Wednesday, September 27, 2017

Trump's Next Patriotic Move and Kim's Secret Plan To Invigorate North Korea

I have a prediction about Trump’s next move in his escalating crusade espousing patriotic signs of loyalty, plus an explanation for North Korea’s war of words with the bully-in-chief.

I predict Trump will mandate that all cabinet meetings begin with the Pledge of Allegiance, possibly followed by a rendition of the Star Spangled Banner (heaven help the secretary who doesn’t sing loud enough or warbles off key. Trump might even designate, on a rotating basis, one cabinet member to sing the national anthem solo, a cappella.
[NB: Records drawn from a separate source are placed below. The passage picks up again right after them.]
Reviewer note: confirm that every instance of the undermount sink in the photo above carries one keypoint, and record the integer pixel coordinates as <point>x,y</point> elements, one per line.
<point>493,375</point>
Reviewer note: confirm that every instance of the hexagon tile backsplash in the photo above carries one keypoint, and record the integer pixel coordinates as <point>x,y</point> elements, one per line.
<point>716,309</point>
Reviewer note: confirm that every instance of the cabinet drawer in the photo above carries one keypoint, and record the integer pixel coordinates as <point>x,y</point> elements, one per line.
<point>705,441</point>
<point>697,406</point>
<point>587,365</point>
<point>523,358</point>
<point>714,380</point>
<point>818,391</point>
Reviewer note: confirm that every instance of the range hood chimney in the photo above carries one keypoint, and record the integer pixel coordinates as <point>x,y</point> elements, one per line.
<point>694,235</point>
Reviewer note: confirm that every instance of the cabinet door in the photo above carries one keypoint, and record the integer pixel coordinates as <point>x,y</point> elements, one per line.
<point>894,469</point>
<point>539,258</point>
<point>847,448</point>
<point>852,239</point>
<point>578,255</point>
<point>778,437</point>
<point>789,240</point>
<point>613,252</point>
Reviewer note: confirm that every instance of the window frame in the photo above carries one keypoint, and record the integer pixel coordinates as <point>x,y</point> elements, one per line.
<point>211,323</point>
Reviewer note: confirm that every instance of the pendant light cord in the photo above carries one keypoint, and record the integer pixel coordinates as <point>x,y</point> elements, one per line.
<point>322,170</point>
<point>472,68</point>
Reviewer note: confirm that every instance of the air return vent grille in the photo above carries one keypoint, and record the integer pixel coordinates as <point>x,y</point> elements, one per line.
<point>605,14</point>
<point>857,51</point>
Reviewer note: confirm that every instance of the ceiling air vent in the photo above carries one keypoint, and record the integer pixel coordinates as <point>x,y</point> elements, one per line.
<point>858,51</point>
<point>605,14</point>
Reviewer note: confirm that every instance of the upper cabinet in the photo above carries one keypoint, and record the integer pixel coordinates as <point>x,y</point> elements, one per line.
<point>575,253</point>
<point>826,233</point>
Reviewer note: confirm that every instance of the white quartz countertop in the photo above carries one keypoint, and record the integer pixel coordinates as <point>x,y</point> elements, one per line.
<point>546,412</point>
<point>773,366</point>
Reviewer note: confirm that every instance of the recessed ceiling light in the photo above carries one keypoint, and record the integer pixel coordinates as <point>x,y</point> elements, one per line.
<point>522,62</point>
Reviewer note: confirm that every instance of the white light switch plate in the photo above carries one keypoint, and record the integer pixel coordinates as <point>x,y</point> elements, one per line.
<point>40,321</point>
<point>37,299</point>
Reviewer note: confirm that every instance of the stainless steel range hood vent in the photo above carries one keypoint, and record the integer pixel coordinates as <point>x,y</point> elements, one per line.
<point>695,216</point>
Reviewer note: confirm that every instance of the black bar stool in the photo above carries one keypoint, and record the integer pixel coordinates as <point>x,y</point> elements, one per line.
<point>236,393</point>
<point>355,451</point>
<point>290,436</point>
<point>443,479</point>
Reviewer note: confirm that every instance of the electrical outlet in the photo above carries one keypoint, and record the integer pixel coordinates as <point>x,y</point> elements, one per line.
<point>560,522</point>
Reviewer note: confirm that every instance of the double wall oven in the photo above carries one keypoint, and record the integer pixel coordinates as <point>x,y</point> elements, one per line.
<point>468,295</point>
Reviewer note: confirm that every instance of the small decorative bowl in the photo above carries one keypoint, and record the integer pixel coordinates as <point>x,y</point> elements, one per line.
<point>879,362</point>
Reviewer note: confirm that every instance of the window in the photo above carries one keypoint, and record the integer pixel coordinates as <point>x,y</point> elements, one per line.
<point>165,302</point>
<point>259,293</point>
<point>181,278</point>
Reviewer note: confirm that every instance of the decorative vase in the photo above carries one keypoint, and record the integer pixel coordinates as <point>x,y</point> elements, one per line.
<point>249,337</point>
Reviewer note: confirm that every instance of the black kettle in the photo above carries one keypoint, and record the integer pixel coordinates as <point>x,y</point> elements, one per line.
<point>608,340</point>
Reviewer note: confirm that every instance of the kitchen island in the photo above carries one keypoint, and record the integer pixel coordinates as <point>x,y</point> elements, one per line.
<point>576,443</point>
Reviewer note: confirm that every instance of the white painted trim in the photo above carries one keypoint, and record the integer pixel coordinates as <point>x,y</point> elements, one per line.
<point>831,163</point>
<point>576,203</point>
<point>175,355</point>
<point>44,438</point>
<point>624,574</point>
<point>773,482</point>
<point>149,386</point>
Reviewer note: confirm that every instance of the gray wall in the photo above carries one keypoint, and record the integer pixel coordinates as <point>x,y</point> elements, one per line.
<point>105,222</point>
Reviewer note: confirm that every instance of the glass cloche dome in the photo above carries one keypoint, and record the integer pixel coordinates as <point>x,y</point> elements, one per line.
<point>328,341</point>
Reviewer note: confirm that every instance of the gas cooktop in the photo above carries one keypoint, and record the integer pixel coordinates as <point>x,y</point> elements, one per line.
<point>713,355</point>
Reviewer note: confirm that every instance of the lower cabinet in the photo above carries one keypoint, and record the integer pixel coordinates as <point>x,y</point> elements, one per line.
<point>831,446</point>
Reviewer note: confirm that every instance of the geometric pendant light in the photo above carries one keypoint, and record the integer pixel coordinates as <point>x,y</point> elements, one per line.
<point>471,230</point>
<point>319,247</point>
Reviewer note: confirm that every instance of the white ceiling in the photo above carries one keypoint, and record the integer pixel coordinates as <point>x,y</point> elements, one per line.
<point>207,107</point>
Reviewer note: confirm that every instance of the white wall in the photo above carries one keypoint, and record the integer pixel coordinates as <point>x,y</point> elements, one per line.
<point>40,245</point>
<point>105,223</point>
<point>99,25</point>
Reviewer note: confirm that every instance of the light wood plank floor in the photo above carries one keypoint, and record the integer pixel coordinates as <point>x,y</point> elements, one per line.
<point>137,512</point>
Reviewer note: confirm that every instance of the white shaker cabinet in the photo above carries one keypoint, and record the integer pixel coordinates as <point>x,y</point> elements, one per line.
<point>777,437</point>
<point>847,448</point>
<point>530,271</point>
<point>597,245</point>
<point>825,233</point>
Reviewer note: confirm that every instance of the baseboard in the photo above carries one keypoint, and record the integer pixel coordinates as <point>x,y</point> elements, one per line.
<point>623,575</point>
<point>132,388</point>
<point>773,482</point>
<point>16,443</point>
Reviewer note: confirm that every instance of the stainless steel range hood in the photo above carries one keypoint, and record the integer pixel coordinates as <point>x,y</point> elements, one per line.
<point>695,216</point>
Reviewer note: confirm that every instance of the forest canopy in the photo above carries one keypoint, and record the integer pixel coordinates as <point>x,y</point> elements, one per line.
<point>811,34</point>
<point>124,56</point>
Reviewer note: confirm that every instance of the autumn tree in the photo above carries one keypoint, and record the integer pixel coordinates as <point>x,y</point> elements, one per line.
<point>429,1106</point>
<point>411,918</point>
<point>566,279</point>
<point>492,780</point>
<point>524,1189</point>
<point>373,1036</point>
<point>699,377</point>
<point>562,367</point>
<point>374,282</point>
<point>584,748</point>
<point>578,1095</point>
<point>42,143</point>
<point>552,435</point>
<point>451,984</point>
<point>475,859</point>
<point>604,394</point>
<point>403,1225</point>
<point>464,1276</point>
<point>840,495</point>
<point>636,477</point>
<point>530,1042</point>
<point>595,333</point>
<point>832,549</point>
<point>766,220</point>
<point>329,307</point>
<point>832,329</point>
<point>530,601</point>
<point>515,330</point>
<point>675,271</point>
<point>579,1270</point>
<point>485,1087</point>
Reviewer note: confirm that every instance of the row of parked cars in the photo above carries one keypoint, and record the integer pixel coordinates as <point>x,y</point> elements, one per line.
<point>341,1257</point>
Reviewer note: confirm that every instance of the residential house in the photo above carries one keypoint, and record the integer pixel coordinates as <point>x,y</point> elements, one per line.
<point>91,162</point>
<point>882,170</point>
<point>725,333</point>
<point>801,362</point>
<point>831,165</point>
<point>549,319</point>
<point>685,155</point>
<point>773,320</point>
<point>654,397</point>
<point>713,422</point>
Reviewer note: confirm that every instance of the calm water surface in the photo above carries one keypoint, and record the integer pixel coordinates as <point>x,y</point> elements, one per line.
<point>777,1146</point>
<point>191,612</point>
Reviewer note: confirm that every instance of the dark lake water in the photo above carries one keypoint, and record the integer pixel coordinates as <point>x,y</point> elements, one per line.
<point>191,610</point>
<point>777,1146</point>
If so, expect resignations or sheepish cries of laryngitis prior to their respective turns).

Trump doesn’t have to pressure Speaker Paul Ryan and Majority Leader Mitch McConnell to begin their respective chamber’s proceedings with the pledge and/or the national anthem. They already do.

Woe to the elected or appointed official who does not conform to the symbols Trump deems patriotic.

On WNYC public radio Monday morning, Brian Lehrer noted that after the disturbances in Charlottesville Trump said it was okay for peaceful demonstrators to protest the removal of a Civil War statue even if they marched with neo-Nazis and white extremists. He dismissed the idea that the statue of Robert E. Lee, or the Confederate flags or the torch light parade or the neo Nazi flags represented slavery, bigotry and the suppression of equal rights. Yet, he sharply and profanely criticized the peaceful demonstrations by athletes protesting racial inequalities while seeking an end to police mistreatment and killings of minorities. 

My friend Linda, on the other hand, sent along a reminder that refusing to say the Pledge or to engage in other symbolic gestures of patriotism was a right protected by the First Amendment to the Constitution. In West Virginia State Board of Education v. Barnette, the U.S. Supreme Court ruled 6-3 in 1943—during the height of World War II, no less!—that the Free Speech Clause of the First Amendment protected students from being forced to salute the American flag and say the Pledge of Allegiance in school. Furthermore, they could not be forced to stand while others recited it.

But the Barnette case applied only to public officials and government actions. Private employers may well have the power and legal right to fire employees if they violate a corporate policy to stand for the national anthem. The outcome of any such incident may rest on the individual’s employment contract and if a collective bargaining agreement exists. 

In other words, there is no settled case law, and though Barnette is now the law of the land for the last 74 years, it is instructive to realize Barnette overturned a previous Supreme Court decision (Minersville School District v. Gobitis) that was just three years old. 

So Trump’s verbal assault on athletes, asserting those who don’t stand for the national anthem should be fired, might, just might, be within legal bounds. Or not. We apparently won’t know as the National Football League and many of its team owners do not seem eager to test the issue. Indeed, the league and some owners have distanced themselves from Trump.

Trump, meanwhile, is like the old fashioned advertising executive seen as Juror #12 in the film 12 Angry Men. To advance the dialogue during the deadlocked jury deliberations he says in advertising you throw out ideas, run them up the flagpole and see if anyone salutes.  

When Trump speaks publicly he tosses out provocations and waits to see if they resonate with his base. If they do, he hunkers down, doubles down and attacks anyone who questions his wisdom. So it was with his anti-athlete diatribe that began with a speech last week in Alabama. 

The national debate isn’t likely to go away soon (it is, after all, just week four of the NFL season), which seems to be overshadowing the after-hurricane crises in Puerto Rico, Houston and Florida, the debate over health care, the quest for peace in the Middle East, the need to overhaul the country’s infrastructure, cyber security, tax reform, the Paris Climate Agreement, the Iran nuclear deal, and the standoff with North Korea over nuclear arms development. 

Grand Fenwick Redux: This much we know about North Korea and its enigmatic leader Kim Jong-un: The country is impoverished and ruled by a dictator who enjoys movies. 

I don’t have it on good authority but I suspect Kim has seen the movie The Mouse That Roared, the 1959 Peter Sellers satire based on the 1955 novel of the same title, about the down on its luck Duchy of Grand Fenwick that concocts a get-rich-quick scheme. Its leaders declare war on the United States with the intention of losing as they believe America would then rebuild its vanquished foe much as it did with Germany and Japan. 

Kim, no doubt, can’t possibly hope to win a confrontation with the U.S., but he could extract invaluable tribute from Washington. It would be the least Trump could do to reward the third generation tyrant for being a puppet antagonist to his patriotic protagonist. Of course, Kim would have to agree to live in exile, but I am confident he could find a more hospitable environment somewhere on this earth.